After applying the change, wait for the Calico pods to restart, then run:

kubectl exec -it dnsutils -- nslookup kubernetes.default

You should see a successful response like:

Server:         10.96.0.10
Address:        10.96.0.10

Name:   kubernetes.default.svc.cluster.local
Address: 10.96.0.1
⚠️
Note: Note: This fix has been validated on test clusters. Always test in a non-production environment

Why it Happens

In VXLANCrossSubnet mode, Calico decides whether to use encapsulation by comparing each node's IP address and subnet. It gets this information from the node’s configured IP and CIDR.

This is usually set automatically using IP autodetection or configured manually, and stored in the Calico Node resource (spec.bgp.ipv4Address).

If two nodes appear to be in the same subnet, Calico sends traffic without encapsulation. If they are in different subnets, Calico uses VXLAN encapsulation.

The problems occurs when Calico incorrectly assumes nodes are in the same subnet.
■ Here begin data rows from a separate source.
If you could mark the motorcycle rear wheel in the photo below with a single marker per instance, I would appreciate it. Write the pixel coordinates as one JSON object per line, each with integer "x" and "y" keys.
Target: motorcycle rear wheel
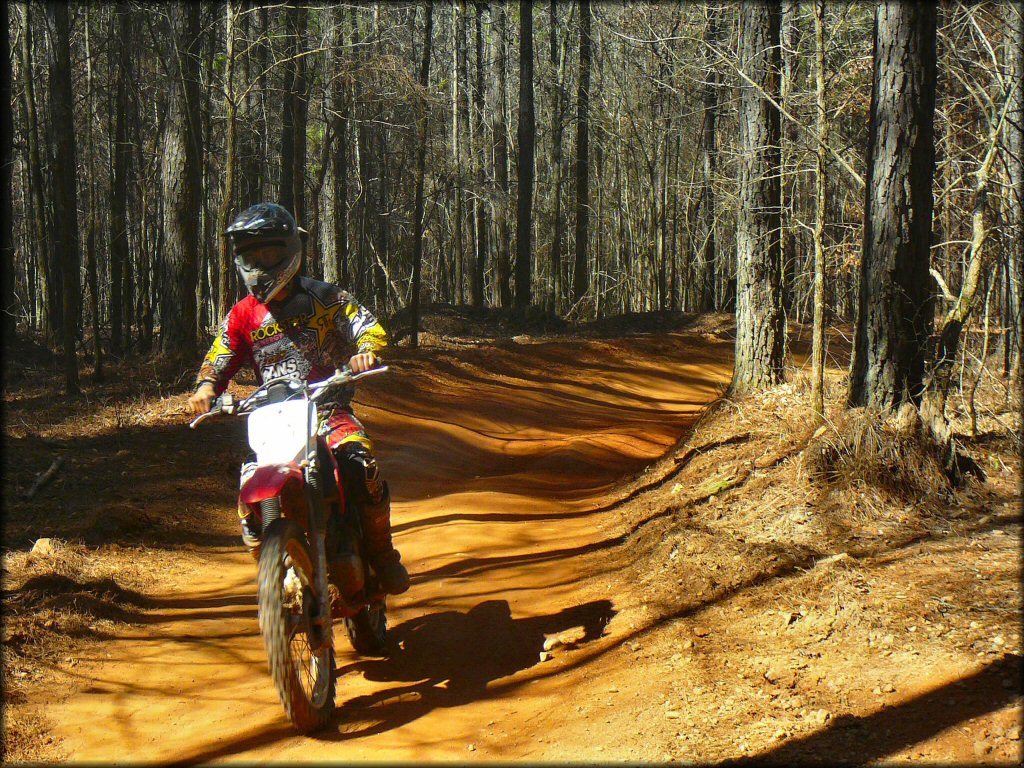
{"x": 368, "y": 630}
{"x": 304, "y": 677}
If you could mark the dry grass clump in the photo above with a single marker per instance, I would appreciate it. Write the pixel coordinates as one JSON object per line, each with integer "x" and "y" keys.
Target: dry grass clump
{"x": 53, "y": 598}
{"x": 862, "y": 450}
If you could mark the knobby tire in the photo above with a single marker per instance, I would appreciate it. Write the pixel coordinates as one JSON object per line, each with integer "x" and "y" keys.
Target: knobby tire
{"x": 279, "y": 633}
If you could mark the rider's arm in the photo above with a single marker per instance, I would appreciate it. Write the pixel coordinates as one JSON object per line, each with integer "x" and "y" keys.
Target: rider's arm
{"x": 361, "y": 328}
{"x": 226, "y": 354}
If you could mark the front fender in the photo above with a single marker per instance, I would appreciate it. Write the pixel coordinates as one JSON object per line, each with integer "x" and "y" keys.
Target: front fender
{"x": 268, "y": 481}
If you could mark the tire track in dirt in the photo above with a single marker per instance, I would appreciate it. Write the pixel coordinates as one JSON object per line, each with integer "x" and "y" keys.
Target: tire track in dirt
{"x": 503, "y": 462}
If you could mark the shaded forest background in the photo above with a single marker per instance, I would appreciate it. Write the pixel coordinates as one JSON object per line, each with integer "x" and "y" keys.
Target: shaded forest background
{"x": 816, "y": 162}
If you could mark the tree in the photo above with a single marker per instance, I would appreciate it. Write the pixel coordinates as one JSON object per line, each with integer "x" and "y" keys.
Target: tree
{"x": 709, "y": 152}
{"x": 894, "y": 313}
{"x": 421, "y": 162}
{"x": 1014, "y": 127}
{"x": 581, "y": 273}
{"x": 524, "y": 134}
{"x": 820, "y": 158}
{"x": 181, "y": 179}
{"x": 760, "y": 316}
{"x": 7, "y": 166}
{"x": 66, "y": 242}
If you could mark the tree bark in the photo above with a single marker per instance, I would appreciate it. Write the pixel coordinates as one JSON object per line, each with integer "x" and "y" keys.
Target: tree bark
{"x": 503, "y": 269}
{"x": 181, "y": 183}
{"x": 1014, "y": 129}
{"x": 820, "y": 159}
{"x": 224, "y": 294}
{"x": 524, "y": 135}
{"x": 421, "y": 163}
{"x": 66, "y": 187}
{"x": 895, "y": 306}
{"x": 40, "y": 230}
{"x": 709, "y": 151}
{"x": 760, "y": 316}
{"x": 7, "y": 166}
{"x": 581, "y": 268}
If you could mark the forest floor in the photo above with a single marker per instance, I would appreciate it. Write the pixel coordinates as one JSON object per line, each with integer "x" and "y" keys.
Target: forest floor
{"x": 610, "y": 562}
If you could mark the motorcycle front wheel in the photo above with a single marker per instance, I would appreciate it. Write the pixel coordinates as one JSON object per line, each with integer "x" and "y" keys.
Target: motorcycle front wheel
{"x": 302, "y": 669}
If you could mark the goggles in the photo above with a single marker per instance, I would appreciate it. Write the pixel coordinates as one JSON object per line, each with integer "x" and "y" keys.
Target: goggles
{"x": 261, "y": 257}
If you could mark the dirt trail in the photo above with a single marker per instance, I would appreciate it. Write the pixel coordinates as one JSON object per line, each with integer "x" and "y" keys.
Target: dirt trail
{"x": 504, "y": 463}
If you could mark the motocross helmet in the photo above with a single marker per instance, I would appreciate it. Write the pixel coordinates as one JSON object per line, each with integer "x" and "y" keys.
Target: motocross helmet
{"x": 267, "y": 248}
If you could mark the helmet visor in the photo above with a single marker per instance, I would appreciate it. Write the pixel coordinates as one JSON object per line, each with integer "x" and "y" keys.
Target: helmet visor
{"x": 262, "y": 257}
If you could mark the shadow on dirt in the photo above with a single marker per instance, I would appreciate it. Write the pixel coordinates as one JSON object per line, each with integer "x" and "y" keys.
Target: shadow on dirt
{"x": 894, "y": 728}
{"x": 448, "y": 659}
It forwards packets directly without encapsulation, using the original pod IP as the source IP over the AWS network.

However, AWS does not recognize pod IPs. It only expects traffic from the instance's real IP (10.0.1.10). Because of this, the AWS Source/Destination Check treats the packet as invalid and silently drops it.
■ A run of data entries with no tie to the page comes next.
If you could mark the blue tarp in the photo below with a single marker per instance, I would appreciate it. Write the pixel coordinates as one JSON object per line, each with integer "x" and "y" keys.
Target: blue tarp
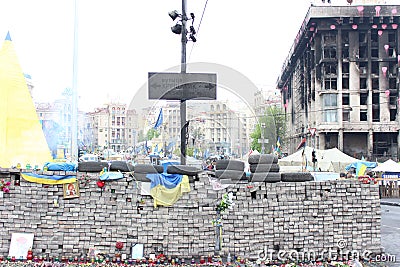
{"x": 60, "y": 166}
{"x": 167, "y": 180}
{"x": 166, "y": 163}
{"x": 107, "y": 176}
{"x": 357, "y": 165}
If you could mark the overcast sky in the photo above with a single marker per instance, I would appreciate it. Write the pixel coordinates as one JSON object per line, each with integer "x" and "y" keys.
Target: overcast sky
{"x": 120, "y": 41}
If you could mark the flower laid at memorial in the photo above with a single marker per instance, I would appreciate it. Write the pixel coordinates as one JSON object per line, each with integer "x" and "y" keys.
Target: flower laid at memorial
{"x": 5, "y": 186}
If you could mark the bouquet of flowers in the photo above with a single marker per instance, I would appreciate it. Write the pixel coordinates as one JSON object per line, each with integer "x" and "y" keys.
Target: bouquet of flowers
{"x": 4, "y": 186}
{"x": 226, "y": 202}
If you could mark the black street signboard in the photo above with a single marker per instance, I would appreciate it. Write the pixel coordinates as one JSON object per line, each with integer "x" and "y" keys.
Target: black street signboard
{"x": 182, "y": 86}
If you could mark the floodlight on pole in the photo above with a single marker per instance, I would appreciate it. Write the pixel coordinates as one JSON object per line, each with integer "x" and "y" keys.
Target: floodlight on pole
{"x": 174, "y": 14}
{"x": 177, "y": 28}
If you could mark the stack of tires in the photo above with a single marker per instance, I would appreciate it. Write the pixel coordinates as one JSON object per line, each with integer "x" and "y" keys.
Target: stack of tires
{"x": 141, "y": 170}
{"x": 190, "y": 171}
{"x": 230, "y": 171}
{"x": 297, "y": 177}
{"x": 264, "y": 168}
{"x": 121, "y": 165}
{"x": 92, "y": 166}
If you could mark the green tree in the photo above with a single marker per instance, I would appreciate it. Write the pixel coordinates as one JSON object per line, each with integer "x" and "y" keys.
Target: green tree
{"x": 152, "y": 133}
{"x": 274, "y": 123}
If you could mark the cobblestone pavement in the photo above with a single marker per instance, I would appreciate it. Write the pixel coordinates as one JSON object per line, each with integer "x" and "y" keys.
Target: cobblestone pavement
{"x": 390, "y": 233}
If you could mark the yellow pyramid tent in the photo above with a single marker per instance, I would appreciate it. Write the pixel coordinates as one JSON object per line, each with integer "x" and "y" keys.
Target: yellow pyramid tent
{"x": 21, "y": 136}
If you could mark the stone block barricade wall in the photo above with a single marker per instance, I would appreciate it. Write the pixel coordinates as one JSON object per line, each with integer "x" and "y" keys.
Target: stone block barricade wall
{"x": 307, "y": 216}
The following image illustrates the packet flow.

Calico VXLANCrossSubnet skipping VXLAN tunnel on same-subnet traffic, triggering AWS ENI Source/Destination Check drop

This silent drop makes the issue difficult to debug since there are no logs or explicit errors.

How VXLAN encapsulation works.

Let's dive deeper into how VXLAN encapsulation works.

Use the following image reference to understand the explanation given below.

Calico VXLAN tunnel encapsulating pod IP with node IP on UDP port 4789, passing AWS Source/Destination Check

So the kernel sends the packet to a special interface called vxlan.calico. Think of this interface as a packaging machine.

It takes the original packet, puts it inside a bigger packet, and writes the node IPs on the outside using UDP port 4789. Now AWS sees traffic going from Node01 to Node02, something it knows how to handle.

The packet travels through the AWS network just like any normal traffic between two EC2 instances. AWS has no idea there's a hidden pod packet inside.

When the packet arrives at Node02, the vxlan.calico interface on that side opens the package, pulls out the original packet, and hands it over to the CoreDNS pod. From CoreDNS's perspective, the packet simply arrives from Pod A

It has no idea about the VXLAN encapsulation and decapsulation that happened in between.

What Happens When Nodes Are on the Same or Different Subnets?

You may be wondering what happens when you have Kubernetes nodes in the same subnet and different subnets at the same time.

As mentioned earlier, when Calico detects that nodes are on different subnets, it uses VXLAN encapsulation by default.

So the same fix explained before works for both scenarios.

Here is the image that illustrates the different subnet scenario.

Calico VXLAN encapsulation enabling cross-subnet pod-to-pod DNS traffic with AWS Source/Destination Check passing

Performance

Keep in mind that VXLAN adds approximately 50 bytes of overhead due to UDP encapsulation, which may slightly impact performance.

An alternative is IPIP, which has lower overhead. However, VXLAN is the recommended choice when using eBPF mode.

Choosing Between VXLAN and IPIP?

Also, some cloud providers like Azure block IPIP traffic entirely, making VXLAN the only viable overlay option.

The choice between VXLAN and IPIP depends on your dataplane mode (standard vs eBPF) and your cloud environment.

For most setups, especially on AWS with eBPF, VXLAN is the safer and better-performing choice.

Conclusion

If your kubeadm cluster on AWS has DNS issues and you're using Calico with VXLANCrossSubnet, the fix is simple switch to VXLAN mode. This tells Calico to always encapsulate traffic, so AWS never sees your pod IPs.

It adds a tiny bit of overhead, but it saves you hours of debugging silent packet drops. When in doubt on AWS, just use full VXLAN and move on.